A campaign to renovate Windsor, Ont.’s historic Our Lady of the Assumption Church has hit a snag with the dismissal of the company charged with raising the funds for the project. Register file photo

Assumption fundraising board resigns amidst financial questions

By  Ron Stang, Catholic Register Special
  • July 17, 2012

WINDSOR, ONT. - The diocese of London will conduct a financial audit of the work of a private company that spearheaded a 10-year national fundraising campaign to renovate this city’s historic Our Lady of Assumption Church.

The church dates from 1847 and belongs to the oldest parish in Canada west of Montreal. But severe deterioration required extensive repairs to various structural parts of the church including the roof, walls and electrical system.

The diocese hired Philanthropic Management Consultants (PMC) Inc. in 2009 to organize the fundraising campaign, which sought $9.6 million in an effort that went beyond Windsor and solicited contributions from across the country. Meanwhile a high profile volunteer board was put in place that included local residents but also people with Windsor ties such as Richard Peddie, former president of Maple Leaf Sports and Entertainment, and former Prime Minister Paul Martin, who was born here.

The diocese severed ties with PMC in February stating it was “not satisfied with the results achieved so far” but would “continue to build on what has been done.”

It gave PMC 120 days to submit a final report, including financial statements, which the local company delivered in late June. At the same time the volunteer board submitted its resignation with statements of support for PMC. It also called on Bishop Ronald Fabbro, chair of the foundation overseeing the campaign, to “contact donors to determine the intention and direction of their gifts” as well as to provide a “statement as to the future plans” for Assumption.

According to financial statements, some $2.6 million in gifts and pledges had been made, with more than $520,000 already spent on studies as well as actual repairs, such as removing asbestos, repointing loose brick and installing a new heating system.

But the Assumption Heritage Trust Foundation envisioned an entire revamp of the church site, including a new “destination” entranceway, a heritage centre and public gardens, to underline the importance of this “mother church” of the community.

Diocesan spokesman Mark Adkinson said the diocese will use PricewaterhouseCoopers, the same firm that prepared the financial statements, to do a full audit.

“We want an audit dome of PMC’s financial records,” Adkinson said. “We weren’t satisfied with the results. We just want to get a full understanding of what was raised and what was spent.”

Adkinson emphasized that the diocese ended its relationship with PMC and its principals John LaFramboise and Jo-Anne Mancini, and not the board, and it was “grateful for all the work” the board did.

Asked if it was odd that the same company which prepared the statements would now be auditing the books, Adkinson said PricewaterhouseCoopers is “familiar with the finances to begin with” and that the company’s role would be “different” from what it did previously.

LaFramboise, a longtime professional fundraiser with an extensive client list in Canada and the United States, called this “somewhat ridiculous because they’re the ones who prepared the statements.” He also said the bishop and diocese were kept fully abreast of the finances since the campaign began.

LaFramboise said PMC and board members are bewildered by the diocese’s actions and lack of information about where the project goes from here.

“No one knows,” he said. “Everyone’s been asking that question since they took the action in February. That’s why the board resigned.”
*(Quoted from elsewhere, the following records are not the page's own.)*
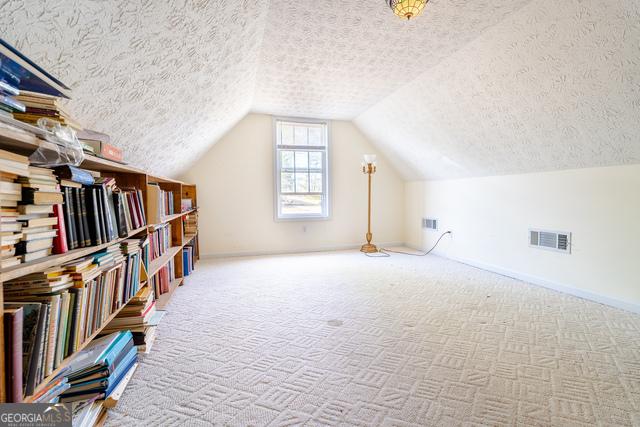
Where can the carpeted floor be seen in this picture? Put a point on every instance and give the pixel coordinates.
(342, 339)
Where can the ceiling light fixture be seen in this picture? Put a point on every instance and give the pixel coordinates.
(407, 8)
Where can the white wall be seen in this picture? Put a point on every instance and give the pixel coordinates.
(235, 192)
(490, 218)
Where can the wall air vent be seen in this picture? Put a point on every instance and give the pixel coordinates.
(559, 241)
(429, 223)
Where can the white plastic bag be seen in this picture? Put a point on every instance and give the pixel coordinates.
(61, 147)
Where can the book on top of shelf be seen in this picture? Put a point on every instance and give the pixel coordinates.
(13, 321)
(27, 75)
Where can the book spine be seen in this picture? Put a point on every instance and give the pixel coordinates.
(85, 220)
(60, 241)
(97, 229)
(78, 217)
(81, 176)
(71, 224)
(54, 319)
(13, 355)
(35, 356)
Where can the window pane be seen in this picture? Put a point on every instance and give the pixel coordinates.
(286, 159)
(315, 160)
(301, 135)
(302, 182)
(287, 135)
(315, 182)
(315, 136)
(287, 183)
(302, 160)
(301, 205)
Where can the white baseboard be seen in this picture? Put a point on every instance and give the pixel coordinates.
(535, 280)
(345, 247)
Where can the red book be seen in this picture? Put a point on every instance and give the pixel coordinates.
(13, 354)
(60, 241)
(133, 207)
(112, 153)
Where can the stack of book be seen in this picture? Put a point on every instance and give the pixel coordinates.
(9, 83)
(161, 281)
(95, 210)
(135, 317)
(96, 371)
(38, 105)
(39, 196)
(190, 223)
(133, 263)
(47, 309)
(129, 209)
(88, 413)
(188, 263)
(160, 203)
(99, 144)
(11, 167)
(159, 240)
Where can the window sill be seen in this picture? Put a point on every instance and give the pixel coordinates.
(303, 219)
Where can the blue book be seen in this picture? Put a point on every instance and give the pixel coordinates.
(30, 76)
(105, 385)
(75, 174)
(185, 262)
(100, 353)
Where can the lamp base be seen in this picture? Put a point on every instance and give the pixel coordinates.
(368, 248)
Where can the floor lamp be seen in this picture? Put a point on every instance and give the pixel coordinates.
(369, 168)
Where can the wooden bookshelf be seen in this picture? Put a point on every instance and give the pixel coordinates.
(158, 263)
(65, 362)
(25, 140)
(164, 299)
(42, 264)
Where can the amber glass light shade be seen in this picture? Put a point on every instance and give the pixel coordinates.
(407, 8)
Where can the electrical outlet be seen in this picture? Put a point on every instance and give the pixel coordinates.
(430, 223)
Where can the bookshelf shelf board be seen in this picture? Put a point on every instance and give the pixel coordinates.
(21, 141)
(164, 299)
(115, 396)
(156, 264)
(189, 237)
(170, 218)
(65, 362)
(55, 260)
(12, 137)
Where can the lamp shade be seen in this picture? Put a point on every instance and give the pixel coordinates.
(407, 8)
(369, 158)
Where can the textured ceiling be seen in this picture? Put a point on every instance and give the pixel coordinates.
(333, 59)
(469, 88)
(555, 86)
(165, 79)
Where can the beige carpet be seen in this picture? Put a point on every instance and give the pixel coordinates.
(341, 339)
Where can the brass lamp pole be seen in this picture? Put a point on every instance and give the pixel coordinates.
(369, 168)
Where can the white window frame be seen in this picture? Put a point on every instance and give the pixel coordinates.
(326, 208)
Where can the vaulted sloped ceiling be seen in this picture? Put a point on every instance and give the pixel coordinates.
(469, 88)
(165, 79)
(554, 86)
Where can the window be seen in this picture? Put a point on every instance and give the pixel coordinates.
(302, 182)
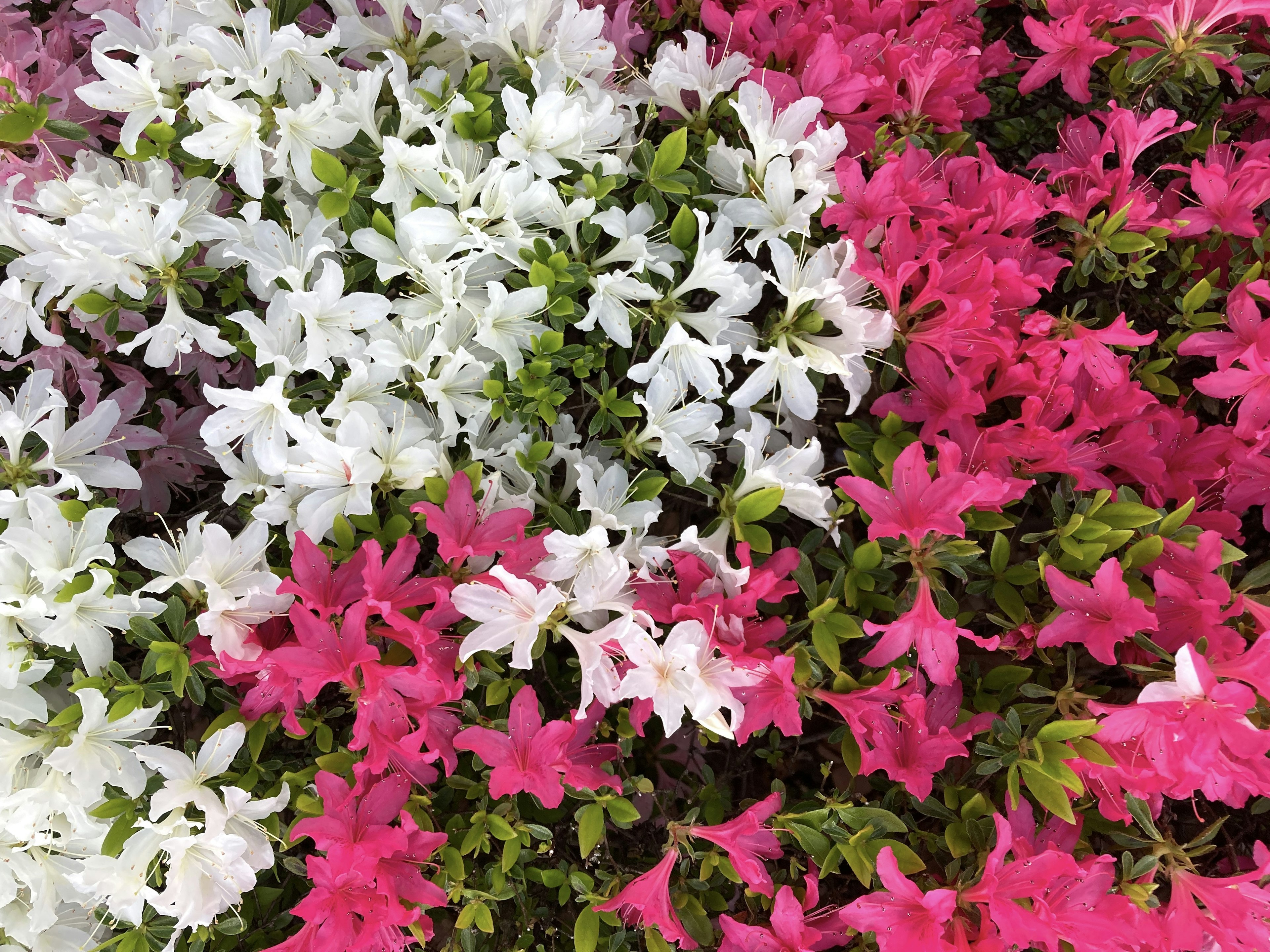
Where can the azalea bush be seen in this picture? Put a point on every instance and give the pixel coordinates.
(761, 476)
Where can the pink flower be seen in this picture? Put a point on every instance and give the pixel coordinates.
(1099, 617)
(939, 398)
(924, 626)
(1246, 328)
(322, 589)
(904, 918)
(905, 748)
(1070, 50)
(789, 931)
(529, 757)
(1251, 384)
(325, 655)
(916, 504)
(748, 842)
(460, 531)
(1025, 878)
(355, 832)
(646, 902)
(773, 701)
(1187, 735)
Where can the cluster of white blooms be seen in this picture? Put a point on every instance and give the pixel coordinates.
(66, 780)
(73, 786)
(412, 210)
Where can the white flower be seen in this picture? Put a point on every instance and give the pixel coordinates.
(690, 362)
(305, 129)
(332, 318)
(73, 452)
(680, 70)
(456, 390)
(779, 370)
(600, 678)
(681, 673)
(263, 413)
(793, 470)
(770, 134)
(778, 213)
(97, 754)
(608, 499)
(127, 89)
(185, 778)
(229, 136)
(541, 136)
(675, 429)
(84, 620)
(341, 474)
(237, 567)
(503, 324)
(508, 616)
(56, 549)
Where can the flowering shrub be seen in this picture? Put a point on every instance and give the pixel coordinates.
(760, 476)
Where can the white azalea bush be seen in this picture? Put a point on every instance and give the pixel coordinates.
(362, 262)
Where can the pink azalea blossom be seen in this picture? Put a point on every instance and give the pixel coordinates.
(934, 635)
(529, 758)
(904, 918)
(748, 842)
(1100, 617)
(460, 531)
(646, 902)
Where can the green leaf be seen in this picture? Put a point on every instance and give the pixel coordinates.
(827, 647)
(623, 810)
(1174, 521)
(1143, 553)
(591, 828)
(1049, 793)
(867, 556)
(343, 532)
(328, 171)
(333, 205)
(18, 127)
(760, 504)
(73, 511)
(671, 154)
(1127, 243)
(1141, 813)
(93, 302)
(1127, 516)
(119, 834)
(684, 229)
(1198, 296)
(384, 225)
(646, 489)
(68, 130)
(586, 931)
(1066, 730)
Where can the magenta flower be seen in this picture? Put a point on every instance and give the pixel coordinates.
(646, 902)
(789, 931)
(325, 655)
(906, 751)
(935, 638)
(916, 503)
(461, 532)
(904, 918)
(1099, 617)
(1070, 50)
(529, 758)
(748, 842)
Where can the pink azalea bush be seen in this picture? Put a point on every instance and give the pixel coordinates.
(759, 475)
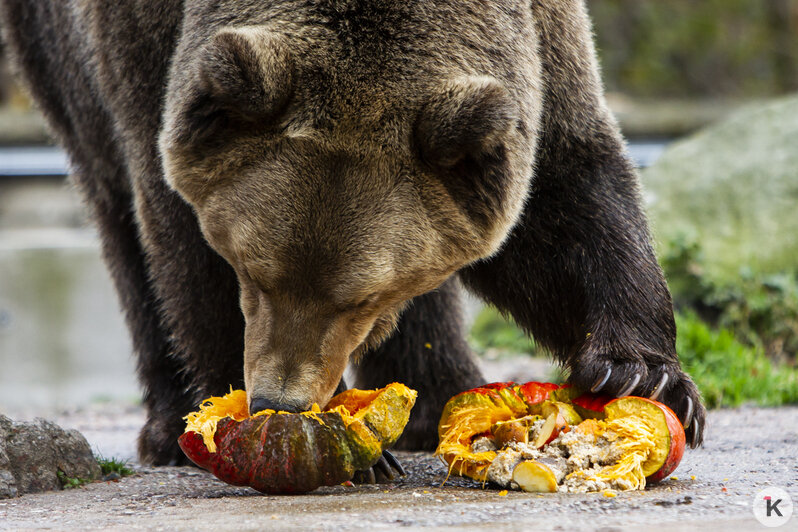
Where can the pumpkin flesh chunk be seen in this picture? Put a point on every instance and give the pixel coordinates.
(618, 452)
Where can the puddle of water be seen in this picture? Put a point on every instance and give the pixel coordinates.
(62, 338)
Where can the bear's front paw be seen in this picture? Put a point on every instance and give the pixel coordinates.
(650, 376)
(606, 372)
(386, 469)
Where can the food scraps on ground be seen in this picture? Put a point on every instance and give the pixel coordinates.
(281, 452)
(541, 437)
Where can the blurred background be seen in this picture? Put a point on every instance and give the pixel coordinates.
(706, 93)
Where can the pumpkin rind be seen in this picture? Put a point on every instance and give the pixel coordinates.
(296, 453)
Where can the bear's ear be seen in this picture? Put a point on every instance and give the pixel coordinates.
(465, 117)
(243, 79)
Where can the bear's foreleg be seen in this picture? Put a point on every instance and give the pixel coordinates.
(428, 353)
(578, 270)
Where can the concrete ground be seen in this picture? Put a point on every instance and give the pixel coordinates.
(746, 450)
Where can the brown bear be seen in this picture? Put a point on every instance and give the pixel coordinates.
(283, 187)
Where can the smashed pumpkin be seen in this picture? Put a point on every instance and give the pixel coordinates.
(281, 452)
(545, 437)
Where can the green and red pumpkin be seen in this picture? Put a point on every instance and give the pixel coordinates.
(280, 452)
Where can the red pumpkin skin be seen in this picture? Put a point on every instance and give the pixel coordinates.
(593, 402)
(677, 442)
(597, 402)
(536, 392)
(252, 453)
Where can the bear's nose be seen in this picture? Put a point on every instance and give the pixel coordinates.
(261, 403)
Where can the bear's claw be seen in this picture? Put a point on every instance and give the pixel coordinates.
(630, 386)
(660, 386)
(601, 381)
(385, 469)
LaFramboise, who described himself as an “Assumption boy” who attended nearby Assumption High School and was educated by the Basilian Fathers, who run the parish, said he was not angry but “disappointed. A lot of people in Windsor put their hearts and souls and money into it and everyone still believes in it.”

He suggested board members may return to the project if they are given an indication by the diocese where the campaign is headed next.
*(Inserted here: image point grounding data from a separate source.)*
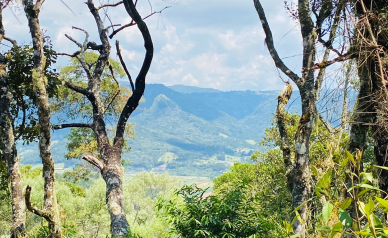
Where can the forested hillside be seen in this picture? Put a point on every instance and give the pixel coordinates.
(275, 124)
(187, 134)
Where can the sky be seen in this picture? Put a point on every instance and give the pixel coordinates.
(211, 44)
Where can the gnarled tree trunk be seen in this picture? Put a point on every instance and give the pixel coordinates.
(8, 148)
(50, 211)
(110, 162)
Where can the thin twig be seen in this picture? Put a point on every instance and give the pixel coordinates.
(124, 66)
(109, 5)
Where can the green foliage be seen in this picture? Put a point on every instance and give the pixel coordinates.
(81, 141)
(363, 202)
(73, 105)
(229, 213)
(20, 85)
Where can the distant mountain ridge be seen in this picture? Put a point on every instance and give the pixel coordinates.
(187, 130)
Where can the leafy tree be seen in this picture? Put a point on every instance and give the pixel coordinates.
(109, 162)
(40, 86)
(230, 213)
(316, 18)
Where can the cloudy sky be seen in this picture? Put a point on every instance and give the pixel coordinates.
(216, 44)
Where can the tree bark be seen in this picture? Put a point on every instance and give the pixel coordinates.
(285, 143)
(8, 148)
(373, 73)
(40, 83)
(301, 178)
(109, 162)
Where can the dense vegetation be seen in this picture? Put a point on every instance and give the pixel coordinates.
(319, 172)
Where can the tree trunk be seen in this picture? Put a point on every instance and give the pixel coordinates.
(374, 74)
(302, 178)
(9, 153)
(8, 148)
(40, 83)
(113, 176)
(285, 143)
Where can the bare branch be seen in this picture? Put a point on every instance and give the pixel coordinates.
(109, 5)
(347, 56)
(79, 125)
(271, 48)
(124, 66)
(133, 101)
(73, 40)
(12, 41)
(326, 124)
(121, 28)
(132, 23)
(118, 90)
(285, 143)
(71, 55)
(94, 161)
(34, 209)
(78, 89)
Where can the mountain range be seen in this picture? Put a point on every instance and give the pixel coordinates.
(187, 130)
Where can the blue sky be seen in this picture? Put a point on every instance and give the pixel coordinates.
(217, 44)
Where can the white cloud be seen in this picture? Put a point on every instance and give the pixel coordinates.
(189, 79)
(196, 42)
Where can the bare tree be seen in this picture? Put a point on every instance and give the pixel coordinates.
(109, 160)
(7, 143)
(50, 211)
(371, 41)
(298, 170)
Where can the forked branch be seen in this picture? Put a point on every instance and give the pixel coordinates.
(133, 101)
(124, 66)
(33, 209)
(94, 161)
(271, 47)
(71, 125)
(132, 23)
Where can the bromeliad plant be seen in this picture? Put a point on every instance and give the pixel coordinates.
(357, 208)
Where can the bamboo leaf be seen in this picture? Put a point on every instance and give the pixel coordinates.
(345, 204)
(326, 211)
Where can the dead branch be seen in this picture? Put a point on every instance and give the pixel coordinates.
(110, 5)
(73, 40)
(124, 66)
(118, 89)
(69, 125)
(133, 101)
(132, 23)
(270, 45)
(33, 209)
(94, 161)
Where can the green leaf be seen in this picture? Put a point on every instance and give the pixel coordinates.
(350, 157)
(323, 183)
(315, 171)
(345, 218)
(381, 167)
(344, 162)
(363, 233)
(325, 228)
(336, 229)
(383, 202)
(363, 192)
(367, 176)
(377, 222)
(361, 206)
(345, 204)
(371, 187)
(326, 211)
(369, 208)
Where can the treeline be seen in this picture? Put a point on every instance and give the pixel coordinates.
(314, 180)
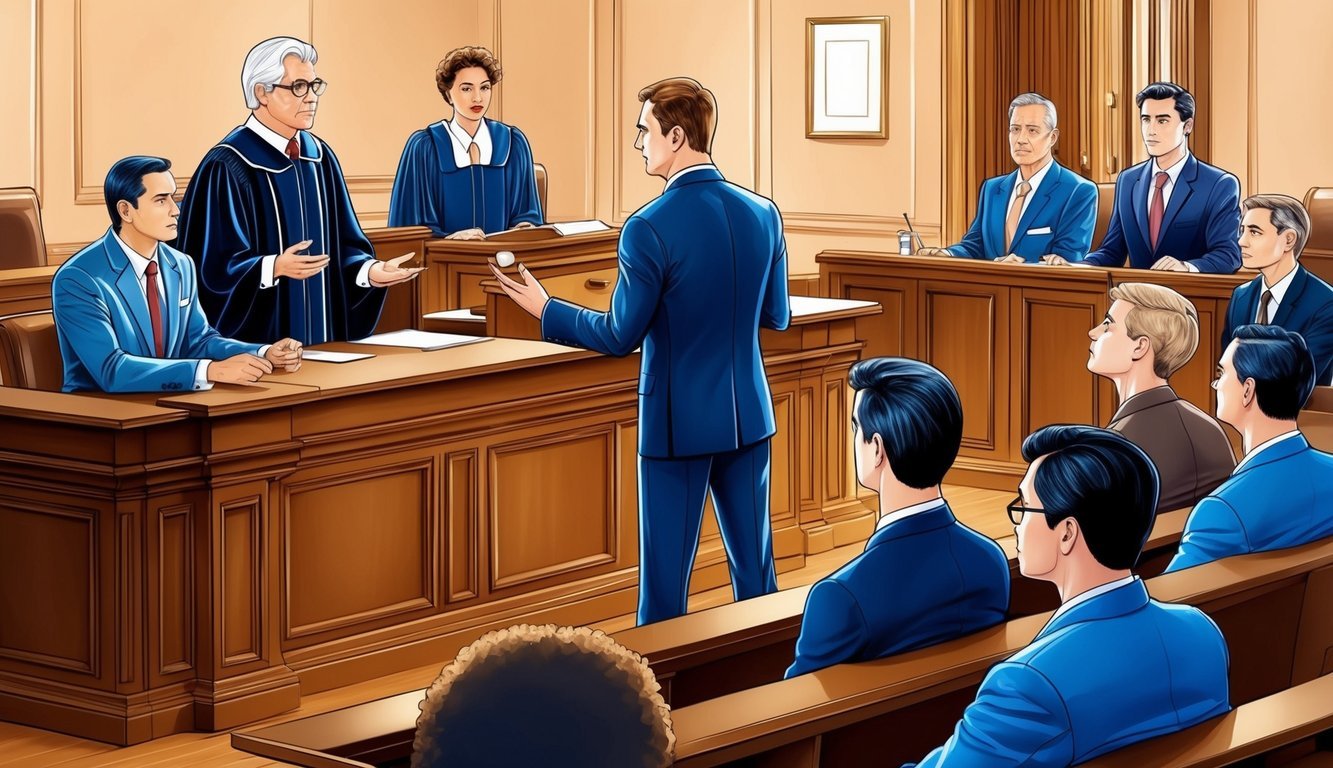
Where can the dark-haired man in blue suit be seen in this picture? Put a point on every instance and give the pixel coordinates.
(127, 307)
(1172, 211)
(1285, 294)
(948, 579)
(1112, 666)
(701, 268)
(1281, 492)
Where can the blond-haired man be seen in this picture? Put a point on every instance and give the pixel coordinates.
(1148, 334)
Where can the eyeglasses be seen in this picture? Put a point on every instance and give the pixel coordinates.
(301, 87)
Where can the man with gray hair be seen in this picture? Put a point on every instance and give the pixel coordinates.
(1043, 208)
(269, 220)
(1273, 234)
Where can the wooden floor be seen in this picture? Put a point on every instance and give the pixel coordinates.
(29, 747)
But LaFramboise said some $400,000 in pledges has been put on hold or cancelled. One pledge was for $175,000 from the Windsor Essex Community Foundation, which has spearheaded the city’s riverfront restoration. Executive director Glenn Stresman says the organization now has ”no assurances” the new entranceway — for which the funds were earmarked — will go forward. He said the “gateway” would have made an “excellent connection” between the church’s front lawn and the nearby Detroit River.
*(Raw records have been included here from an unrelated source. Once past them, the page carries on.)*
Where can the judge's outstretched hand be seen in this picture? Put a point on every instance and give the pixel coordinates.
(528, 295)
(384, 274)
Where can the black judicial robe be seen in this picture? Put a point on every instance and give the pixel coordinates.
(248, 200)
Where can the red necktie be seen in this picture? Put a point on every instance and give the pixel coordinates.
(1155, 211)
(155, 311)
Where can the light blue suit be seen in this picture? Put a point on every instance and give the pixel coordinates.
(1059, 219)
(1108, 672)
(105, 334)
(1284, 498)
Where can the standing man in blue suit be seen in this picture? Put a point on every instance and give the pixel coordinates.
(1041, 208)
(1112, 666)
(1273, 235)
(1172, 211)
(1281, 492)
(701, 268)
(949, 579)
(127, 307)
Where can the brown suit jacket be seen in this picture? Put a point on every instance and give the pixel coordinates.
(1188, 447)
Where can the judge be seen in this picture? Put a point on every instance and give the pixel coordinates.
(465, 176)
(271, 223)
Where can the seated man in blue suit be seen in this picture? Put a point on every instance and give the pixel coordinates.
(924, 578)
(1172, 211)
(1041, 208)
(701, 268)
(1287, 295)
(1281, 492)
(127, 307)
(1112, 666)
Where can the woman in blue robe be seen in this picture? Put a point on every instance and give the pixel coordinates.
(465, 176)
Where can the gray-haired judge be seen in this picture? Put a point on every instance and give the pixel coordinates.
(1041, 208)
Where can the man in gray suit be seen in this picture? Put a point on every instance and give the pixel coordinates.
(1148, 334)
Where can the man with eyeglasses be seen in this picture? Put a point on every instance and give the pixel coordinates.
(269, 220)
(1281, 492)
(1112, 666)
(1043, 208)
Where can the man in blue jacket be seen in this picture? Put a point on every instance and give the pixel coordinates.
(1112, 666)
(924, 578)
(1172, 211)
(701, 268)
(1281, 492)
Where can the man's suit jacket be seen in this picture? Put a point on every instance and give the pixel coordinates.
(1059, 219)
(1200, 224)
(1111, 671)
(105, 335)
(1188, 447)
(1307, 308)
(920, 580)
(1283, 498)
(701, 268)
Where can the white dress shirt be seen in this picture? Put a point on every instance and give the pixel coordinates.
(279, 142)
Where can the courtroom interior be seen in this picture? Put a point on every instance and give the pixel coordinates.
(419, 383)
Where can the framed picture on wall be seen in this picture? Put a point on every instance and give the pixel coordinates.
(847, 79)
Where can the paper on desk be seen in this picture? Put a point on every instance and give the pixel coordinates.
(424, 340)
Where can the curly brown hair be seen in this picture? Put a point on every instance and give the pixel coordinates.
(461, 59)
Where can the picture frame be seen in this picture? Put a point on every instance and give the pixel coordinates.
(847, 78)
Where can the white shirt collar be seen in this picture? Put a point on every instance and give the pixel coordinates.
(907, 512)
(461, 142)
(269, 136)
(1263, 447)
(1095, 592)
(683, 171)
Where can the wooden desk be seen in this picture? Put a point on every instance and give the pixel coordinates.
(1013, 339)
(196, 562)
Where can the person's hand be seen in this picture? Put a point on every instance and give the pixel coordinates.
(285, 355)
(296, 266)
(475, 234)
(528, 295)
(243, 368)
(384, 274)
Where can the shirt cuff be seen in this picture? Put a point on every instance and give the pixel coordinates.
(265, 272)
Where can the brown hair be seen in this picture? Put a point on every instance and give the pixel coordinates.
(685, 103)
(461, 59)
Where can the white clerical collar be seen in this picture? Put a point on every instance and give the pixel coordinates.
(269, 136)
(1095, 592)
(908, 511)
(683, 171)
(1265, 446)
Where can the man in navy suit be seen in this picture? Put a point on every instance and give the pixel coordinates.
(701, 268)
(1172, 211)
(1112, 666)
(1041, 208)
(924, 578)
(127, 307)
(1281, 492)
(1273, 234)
Adkinson emphasized the decision to cut ties with PMC was not made only at the diocese of London office but was also decided by “the leadership of (Assumption) parish” itself.

Fr. Thomas Rosica, president of Assumption University, located immediately behind the church, who has been integrally involved with the campaign, said he fully supports the diocese.

“Having worked very closely with the Assumption Heritage Trust from the beginning I have very serious concerns about the methods used by PMC,” noting in particular its “unfactual reporting.”

Rosica, who is also CEO of Salt + Light Television, said the diocese has every intention of restoring the church.

“It is imperative that the church be repaired and restored to its natural beauty.”